If you have a long AIFF sound file that does not fit in memory, you need to play it as it is read from disc. There are several ways to do this:
You can use the old, but small, sound file player in the Music library. It plays a file straight through but does not provide seamless loops or branches. See the CreateSoundFilePlayer() function call for more information. See playsoundfile.c for an example program. See spoolsoundfile.c for an example of playing in a background thread.
You can use the advanced sound player. It lets you play multiple sound files as well as samples in memory and branch between files and loop seamlessly without glitches.
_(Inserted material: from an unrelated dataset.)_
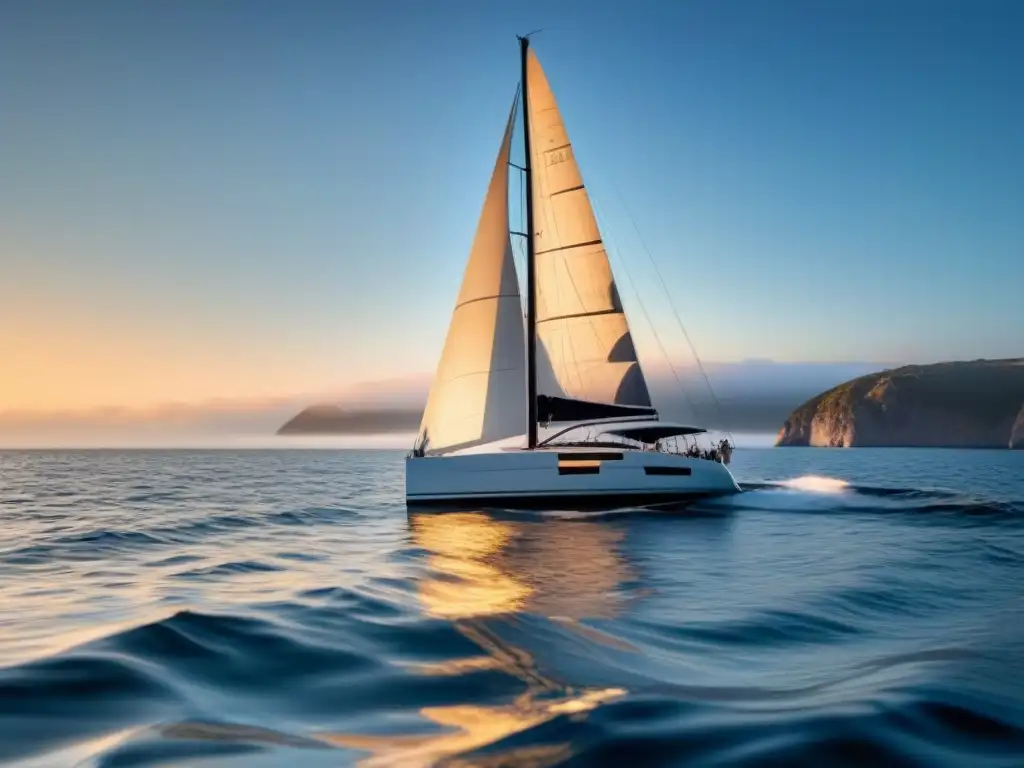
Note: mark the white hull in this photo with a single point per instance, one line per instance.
(563, 476)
See the spCreatePlayer() function call and Advanced Sound Player, for more information. For examples, see tsp_*.c.
If you need to read other information from disc along with the audio, you can use the DataStreamer. It allows you to intermix various types of data like audio, video, application data, and so on. The chunks are read from the disc and passed to subscribers that handle the chunk appropriately.
If you need to build your own sound file player from scratch, you may want to use the low-level sound spooler in the Music library. You can get the audio data into memory any way you want, then pass it to the sound spooler to be queued and ultimately played using the DSP. See ta_spool.c for an example.
For More Information
See Audio Folio Calls, in the 3DO Music and Audio Programmer's Reference for information on these calls.